As the 2020-2021 school year approaches, National Education Association (NEA) and American Federation of Teachers (AFT/AFL-CIO) union officials in state after state and school district after school district are making it clear they will do everything in their ample power to keep school buildings from reopening as previously scheduled.  Meanwhile, Big Labor politicians are contorting themselves in their efforts to do NEA and AFT bosses’ bidding. 

For example, on July 17, Democrat Gov. Gavin Newsom bowed to the demands of Golden State teacher union bosses and essentially ordered schools across most of California to keep their doors closed for the entire fall semester.

In states whose elected officials have refused to do teacher union bosses’ bidding, they are trying to get Big Labor-“friendly” judges to keep schools closed.  The most notorious case is Right to Work Florida, where on July 21 top bosses of the NEA statewide affiliate filed a lawsuit to block the governor and state elected officials from the supposedly “reckless and unsafe” reopening of schools for in-person classes!

Though schools are now reopening around the world, and reopened last spring in multiple European countries, including some that were harder hit by COVID-19 than the U.S., top teacher union bosses here insist this won’t happen until an array of their political demands are met.

An official statement from the AFT union hierarchy in June insists that the national average taxpayer-funded expenditures of roughly $13,000 per pupil (in 2018-2019, the most recent available data) must rise by another $2,300 in response to COVID-19 for schools to reopen — eventually.  If union kingpins don’t get what they want, “school buildings will stay shuttered” permanently.

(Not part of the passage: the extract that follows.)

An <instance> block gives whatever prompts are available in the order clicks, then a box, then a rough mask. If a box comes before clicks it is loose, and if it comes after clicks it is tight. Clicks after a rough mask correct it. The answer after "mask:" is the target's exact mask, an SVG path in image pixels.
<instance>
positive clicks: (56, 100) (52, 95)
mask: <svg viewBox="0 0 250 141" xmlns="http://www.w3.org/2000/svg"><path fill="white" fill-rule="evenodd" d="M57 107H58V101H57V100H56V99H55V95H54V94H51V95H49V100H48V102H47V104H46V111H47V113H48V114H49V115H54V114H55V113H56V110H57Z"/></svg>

The brazen power grab now being executed by the top bosses of the NEA and the AFT unions and their subsidiaries, in which school openings are being conditioned on institution of socialized medicine and a moratorium on (generally union-free) charter schools as well as massive government spending and tax increases, shows more vividly than ever before why they should never have been granted monopoly-bargaining power over educators in the first place.

To defend the interests of children who rely on government schools for their education and taxpayers who finance these schools, elected officials in states whose laws currently mandate “exclusive” union bargaining over teachers’ pay, benefits and work rules must fight to roll those laws back as soon as possible.